Associate Professor and Chinese Program Coordinator,
University of Maryland

The Columbia University Early China Seminar

The University Seminars is a 60 year-old academic movement in which scholars from all over the East Coast take part. The roughly 75 ‘seminars’ are “autonomous and voluntary groupings” of scholars, which
“have as their central goal the integration of otherwise fragmented knowledge, a pulling together of the many threads of knowledge and experience through the stimulus of continuing discussion. […] The primary aim of the University Seminar is the attempt to see things whole, to merge the disciplines for the purpose of getting a unified view.
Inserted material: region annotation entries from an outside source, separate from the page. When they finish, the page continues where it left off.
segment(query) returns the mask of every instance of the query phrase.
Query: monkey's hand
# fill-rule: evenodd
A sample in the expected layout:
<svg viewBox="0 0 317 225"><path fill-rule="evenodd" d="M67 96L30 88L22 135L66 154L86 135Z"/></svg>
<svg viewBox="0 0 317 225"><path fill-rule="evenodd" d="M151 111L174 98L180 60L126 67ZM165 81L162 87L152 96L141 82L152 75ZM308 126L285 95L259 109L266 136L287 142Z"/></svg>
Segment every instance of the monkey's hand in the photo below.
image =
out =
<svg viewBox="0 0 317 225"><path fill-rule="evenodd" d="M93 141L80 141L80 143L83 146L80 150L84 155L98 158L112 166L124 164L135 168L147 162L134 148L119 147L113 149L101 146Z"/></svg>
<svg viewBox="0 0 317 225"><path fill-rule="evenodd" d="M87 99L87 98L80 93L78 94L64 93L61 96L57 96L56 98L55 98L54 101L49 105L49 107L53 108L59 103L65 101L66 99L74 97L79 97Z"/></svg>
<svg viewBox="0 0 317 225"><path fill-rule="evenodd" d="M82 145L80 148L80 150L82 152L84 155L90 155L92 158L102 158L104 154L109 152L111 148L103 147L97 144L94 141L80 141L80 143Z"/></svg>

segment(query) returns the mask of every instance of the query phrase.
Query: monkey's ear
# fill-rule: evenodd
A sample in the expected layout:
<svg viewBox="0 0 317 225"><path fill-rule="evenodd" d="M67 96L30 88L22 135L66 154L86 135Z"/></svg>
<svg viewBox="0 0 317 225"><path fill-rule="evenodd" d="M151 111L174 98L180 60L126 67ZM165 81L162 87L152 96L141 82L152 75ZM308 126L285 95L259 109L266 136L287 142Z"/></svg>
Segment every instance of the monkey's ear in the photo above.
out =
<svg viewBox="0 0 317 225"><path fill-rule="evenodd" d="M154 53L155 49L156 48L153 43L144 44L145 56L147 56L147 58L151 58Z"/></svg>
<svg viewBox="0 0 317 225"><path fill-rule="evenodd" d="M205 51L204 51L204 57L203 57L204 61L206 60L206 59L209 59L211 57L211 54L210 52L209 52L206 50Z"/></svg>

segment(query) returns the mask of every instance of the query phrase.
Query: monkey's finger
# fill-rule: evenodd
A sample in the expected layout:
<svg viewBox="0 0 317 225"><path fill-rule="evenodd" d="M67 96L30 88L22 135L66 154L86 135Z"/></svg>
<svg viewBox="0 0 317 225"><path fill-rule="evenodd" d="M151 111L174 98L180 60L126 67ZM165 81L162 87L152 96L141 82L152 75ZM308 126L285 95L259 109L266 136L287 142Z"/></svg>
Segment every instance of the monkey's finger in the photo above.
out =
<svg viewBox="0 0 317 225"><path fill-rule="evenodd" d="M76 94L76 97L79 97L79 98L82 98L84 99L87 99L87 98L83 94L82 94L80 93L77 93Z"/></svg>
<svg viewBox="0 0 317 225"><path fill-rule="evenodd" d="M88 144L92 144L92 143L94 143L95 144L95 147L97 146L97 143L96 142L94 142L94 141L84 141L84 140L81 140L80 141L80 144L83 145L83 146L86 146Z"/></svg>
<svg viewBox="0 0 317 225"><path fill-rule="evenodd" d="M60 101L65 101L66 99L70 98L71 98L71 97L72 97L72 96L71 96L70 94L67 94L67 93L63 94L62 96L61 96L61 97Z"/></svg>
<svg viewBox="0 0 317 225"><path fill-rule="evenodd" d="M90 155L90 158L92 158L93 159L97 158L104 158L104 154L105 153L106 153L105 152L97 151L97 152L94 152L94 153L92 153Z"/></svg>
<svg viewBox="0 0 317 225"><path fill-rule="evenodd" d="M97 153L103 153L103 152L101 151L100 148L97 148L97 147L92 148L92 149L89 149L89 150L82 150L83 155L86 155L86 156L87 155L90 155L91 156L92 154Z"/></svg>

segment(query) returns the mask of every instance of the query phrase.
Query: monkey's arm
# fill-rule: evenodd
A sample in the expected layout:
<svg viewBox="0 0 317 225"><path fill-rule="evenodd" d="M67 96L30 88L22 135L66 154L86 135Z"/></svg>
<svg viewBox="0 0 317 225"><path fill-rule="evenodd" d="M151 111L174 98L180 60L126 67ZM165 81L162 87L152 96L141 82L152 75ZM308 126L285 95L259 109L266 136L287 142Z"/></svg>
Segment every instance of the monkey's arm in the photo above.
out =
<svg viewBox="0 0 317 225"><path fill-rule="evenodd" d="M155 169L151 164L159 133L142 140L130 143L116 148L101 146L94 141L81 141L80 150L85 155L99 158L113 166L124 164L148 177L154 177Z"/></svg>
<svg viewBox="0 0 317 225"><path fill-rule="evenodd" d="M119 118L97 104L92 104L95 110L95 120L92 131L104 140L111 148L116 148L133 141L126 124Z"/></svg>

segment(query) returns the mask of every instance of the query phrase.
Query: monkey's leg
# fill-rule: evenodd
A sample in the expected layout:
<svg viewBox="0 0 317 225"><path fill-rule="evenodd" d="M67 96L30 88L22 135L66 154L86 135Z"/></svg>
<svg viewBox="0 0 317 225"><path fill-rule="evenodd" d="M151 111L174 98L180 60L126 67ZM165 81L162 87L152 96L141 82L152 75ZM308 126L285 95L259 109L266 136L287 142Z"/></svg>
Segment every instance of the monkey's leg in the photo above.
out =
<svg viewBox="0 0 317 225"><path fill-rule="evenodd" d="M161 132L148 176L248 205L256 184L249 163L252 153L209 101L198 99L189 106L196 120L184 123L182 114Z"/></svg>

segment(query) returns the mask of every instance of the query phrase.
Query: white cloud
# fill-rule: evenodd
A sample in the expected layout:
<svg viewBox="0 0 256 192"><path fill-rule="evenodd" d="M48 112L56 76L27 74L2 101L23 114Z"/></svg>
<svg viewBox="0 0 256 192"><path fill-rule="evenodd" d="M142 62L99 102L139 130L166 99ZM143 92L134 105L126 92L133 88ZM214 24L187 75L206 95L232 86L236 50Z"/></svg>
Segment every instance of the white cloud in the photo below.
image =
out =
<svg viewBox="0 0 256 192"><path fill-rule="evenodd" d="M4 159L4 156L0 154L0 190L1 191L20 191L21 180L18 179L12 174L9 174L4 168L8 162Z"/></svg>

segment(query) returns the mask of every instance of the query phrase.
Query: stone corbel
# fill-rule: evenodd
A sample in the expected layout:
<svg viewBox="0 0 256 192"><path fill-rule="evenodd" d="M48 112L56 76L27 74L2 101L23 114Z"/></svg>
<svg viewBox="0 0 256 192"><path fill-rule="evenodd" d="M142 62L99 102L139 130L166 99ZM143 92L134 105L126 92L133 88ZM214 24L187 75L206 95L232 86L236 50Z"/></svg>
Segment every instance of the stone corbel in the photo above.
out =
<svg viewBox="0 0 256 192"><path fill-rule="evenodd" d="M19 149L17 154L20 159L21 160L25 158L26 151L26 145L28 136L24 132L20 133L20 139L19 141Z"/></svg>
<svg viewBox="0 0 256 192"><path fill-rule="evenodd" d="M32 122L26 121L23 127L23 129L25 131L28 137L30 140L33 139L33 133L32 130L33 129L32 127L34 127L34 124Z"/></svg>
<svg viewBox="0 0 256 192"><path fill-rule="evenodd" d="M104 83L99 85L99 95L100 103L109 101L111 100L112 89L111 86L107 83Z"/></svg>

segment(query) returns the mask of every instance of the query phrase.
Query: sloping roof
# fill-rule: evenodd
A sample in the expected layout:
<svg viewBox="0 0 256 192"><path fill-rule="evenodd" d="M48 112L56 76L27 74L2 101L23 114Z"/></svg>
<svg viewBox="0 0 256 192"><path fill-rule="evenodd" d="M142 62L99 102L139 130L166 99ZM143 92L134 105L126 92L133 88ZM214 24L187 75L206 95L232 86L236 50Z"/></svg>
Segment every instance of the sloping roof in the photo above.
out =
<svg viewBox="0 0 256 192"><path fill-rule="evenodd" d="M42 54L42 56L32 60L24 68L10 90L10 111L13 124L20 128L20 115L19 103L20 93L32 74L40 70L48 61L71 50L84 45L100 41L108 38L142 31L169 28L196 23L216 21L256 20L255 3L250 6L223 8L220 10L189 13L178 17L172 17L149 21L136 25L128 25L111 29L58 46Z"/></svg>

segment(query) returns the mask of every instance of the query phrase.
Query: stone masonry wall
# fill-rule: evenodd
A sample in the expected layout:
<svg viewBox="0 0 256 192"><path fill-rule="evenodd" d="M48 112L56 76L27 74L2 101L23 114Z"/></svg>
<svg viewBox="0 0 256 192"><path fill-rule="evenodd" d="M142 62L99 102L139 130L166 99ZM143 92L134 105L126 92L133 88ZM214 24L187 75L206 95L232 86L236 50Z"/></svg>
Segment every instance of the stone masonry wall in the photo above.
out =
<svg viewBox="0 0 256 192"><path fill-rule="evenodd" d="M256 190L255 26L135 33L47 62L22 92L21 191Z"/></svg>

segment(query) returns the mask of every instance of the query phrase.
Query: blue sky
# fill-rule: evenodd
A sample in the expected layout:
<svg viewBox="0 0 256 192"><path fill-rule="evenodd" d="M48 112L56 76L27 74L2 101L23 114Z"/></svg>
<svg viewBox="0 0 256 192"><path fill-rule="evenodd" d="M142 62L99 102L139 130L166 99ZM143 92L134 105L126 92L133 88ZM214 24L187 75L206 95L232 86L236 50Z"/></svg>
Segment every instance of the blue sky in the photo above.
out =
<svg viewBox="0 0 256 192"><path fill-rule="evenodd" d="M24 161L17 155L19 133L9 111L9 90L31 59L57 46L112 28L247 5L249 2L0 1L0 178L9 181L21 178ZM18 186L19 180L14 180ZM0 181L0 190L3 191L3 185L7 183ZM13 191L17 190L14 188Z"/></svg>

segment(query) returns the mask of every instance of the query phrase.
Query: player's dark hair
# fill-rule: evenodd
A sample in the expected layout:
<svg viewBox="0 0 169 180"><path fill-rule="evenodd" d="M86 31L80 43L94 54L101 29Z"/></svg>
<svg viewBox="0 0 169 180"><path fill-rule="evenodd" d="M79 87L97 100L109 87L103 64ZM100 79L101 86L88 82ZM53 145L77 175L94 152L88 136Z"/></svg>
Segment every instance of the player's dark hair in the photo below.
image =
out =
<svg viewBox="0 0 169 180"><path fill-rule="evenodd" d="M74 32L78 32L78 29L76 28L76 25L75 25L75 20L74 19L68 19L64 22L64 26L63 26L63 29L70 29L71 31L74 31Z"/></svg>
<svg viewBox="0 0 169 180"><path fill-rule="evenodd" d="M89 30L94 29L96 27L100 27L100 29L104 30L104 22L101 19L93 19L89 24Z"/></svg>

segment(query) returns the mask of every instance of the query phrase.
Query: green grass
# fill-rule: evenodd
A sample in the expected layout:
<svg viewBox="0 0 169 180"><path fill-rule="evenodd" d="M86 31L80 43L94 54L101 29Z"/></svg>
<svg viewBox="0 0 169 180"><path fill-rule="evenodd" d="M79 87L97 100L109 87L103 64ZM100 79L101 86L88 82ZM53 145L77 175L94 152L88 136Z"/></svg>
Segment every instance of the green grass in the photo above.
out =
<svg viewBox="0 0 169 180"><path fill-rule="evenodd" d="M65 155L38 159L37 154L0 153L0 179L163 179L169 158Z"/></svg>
The aim is synthesis, insight, wisdom, the understanding of the full incidence of the ongoing phenomenon to which any collegium is devoted. […] There is a manifest need for a structure which acts both to unite specialists, and to join the academy with other elements of society, into an ‘intellectual guild.’ ” http://www.columbia.edu/cu/seminars/pages/history/index.html

Since 2002, the Early China Seminar has become a primary venue for early China study (especially of material culture) in North America, hosting some 10-15 papers per year and periodic symposiums on recent archaeological finds.

Columbia Early China Seminar programs for which I share responsibility may be viewed at

  1. 2007-08 academic year program
  2. 2006-07 academic year program
  3. 2005-06 academic year program
  4. 2004-05 academic year program

Please note that under our standard agreement with our speakers, these articles are password-protected and I am not permitted to give the passwords to non-members of the Seminar.

The Seminar is now concentrating on the problems connected with literacy in early China. A short description of the program is posted on a special page. In the Spring of 2009, there will be a three-day symposium on the subject, culminating in a book.